Personal information
- Date of birth: 1928
- Place of birth: St. Louis, Missouri, United States
- Date of death: September 4, 2017 (aged 89)
- Position: Defender

Senior career*
- Years: Team / Apps / (Gls)
- St. Louis Kutis
- 1968: St. Louis Stars / 1 / (0)

International career
- 1965: United States / 4 / (0)

Managerial career
- 1969–1970: St. Louis Stars
- 1972: United States
- 1973–1983: Granite City North High School

= Bob Kehoe =

American soccer player (1928–2017)

Robert V. Kehoe (1928 – September 4, 2017) was an American soccer player who played as a defender.

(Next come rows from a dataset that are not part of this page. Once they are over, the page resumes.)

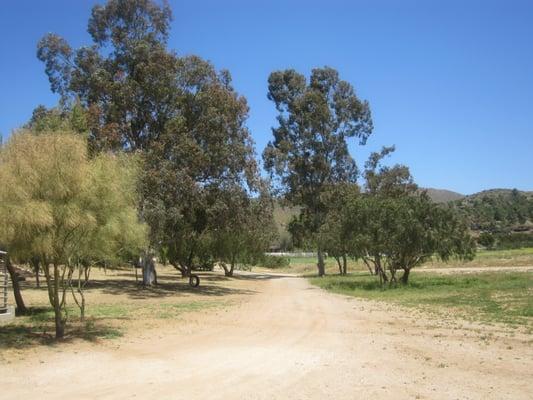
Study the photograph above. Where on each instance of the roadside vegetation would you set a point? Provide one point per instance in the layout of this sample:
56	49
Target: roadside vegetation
504	297
147	160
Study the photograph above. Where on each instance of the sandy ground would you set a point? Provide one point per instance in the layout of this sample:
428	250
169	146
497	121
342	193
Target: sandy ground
285	340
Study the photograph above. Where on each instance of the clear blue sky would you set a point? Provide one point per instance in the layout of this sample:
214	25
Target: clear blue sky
450	83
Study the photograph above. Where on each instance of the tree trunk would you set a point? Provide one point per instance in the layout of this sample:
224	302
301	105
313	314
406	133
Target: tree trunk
339	264
21	307
405	277
34	262
320	264
149	274
60	323
344	265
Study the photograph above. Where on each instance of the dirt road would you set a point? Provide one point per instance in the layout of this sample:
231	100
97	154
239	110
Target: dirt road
288	341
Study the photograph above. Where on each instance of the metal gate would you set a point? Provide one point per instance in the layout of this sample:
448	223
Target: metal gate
3	282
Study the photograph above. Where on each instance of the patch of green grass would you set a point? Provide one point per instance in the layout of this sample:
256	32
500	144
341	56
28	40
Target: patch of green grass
505	297
102	321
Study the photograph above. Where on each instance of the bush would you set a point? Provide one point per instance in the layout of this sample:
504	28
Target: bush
514	241
269	261
486	239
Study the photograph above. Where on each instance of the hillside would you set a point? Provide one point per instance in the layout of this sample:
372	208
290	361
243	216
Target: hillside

He earned four caps as captain of the U.S. national team in 1965. He later coached the U.S. national team in 1972. He was also the first U.S. born coach in the North American Soccer League. He was inducted into the National Soccer Hall of Fame in 1989.

==Club career==
Kehoe grew up in St. Louis and graduated from St. Louis University High School in 1947. He played on the school's first soccer team in 1943. After high school, he spent time in the Philadelphia Phillies farm system, but soon returned to soccer. When he did, he joined St. Louis Kutis. In 1968, he played with the St. Louis Stars of the North American Soccer League (NASL)

==International career ==
Kehoe earned his four caps as captain of the U.S. national team during 1966 FIFA World Cup qualifying in 1965. His first game with the national team came in a 2–2 tie with Mexico on March 7, 1965. Kehoe and his teammates then lost to Mexico five days later, defeated Honduras on March 17 and tied them four days later. With a 1–1–2 record, the U.S. failed to qualify for the finals.

==Coaching career==
In 1969, Kehoe moved from player to coach with the St. Louis Stars. He became the first U.S.-born coach in the NASL in the 1969 and 1970 season. During his two seasons as head coach, he used rosters of predominantly U.S. born players, unlike most other coaches in the NASL.

In 1972, the U.S. Soccer Federation hired Kehoe as coach of the U.S. national team.

In 1973, he became the head coach of Granite City North High School where he joined former teammate Ruben Mendoza as a developer of local youth players. He remained with the school until 1983. That year, he became the head coach of the Bud Light women's over-30 team. The Bud team went to the women's over 30 national championship game every year from 1983 to 1988. During those years, Kehoe also served as the Director of Coaching for the Busch Soccer Club.

==Broadcasting career==
In addition to coaching the Bud Women's team and acting as the Director of Coaching for the Busch Soccer Club, Kehoe was a radio and TV commentator for the St. Louis Steamers of Major Indoor Soccer League from 1983 to 1988.

==Honors==
Kehoe was inducted into the St. Louis Soccer Hall of Fame on October 26, 1983, the Illinois High School Soccer Coaches Association Hall of Fame in 1989 and the National Soccer Hall of Fame in 1989.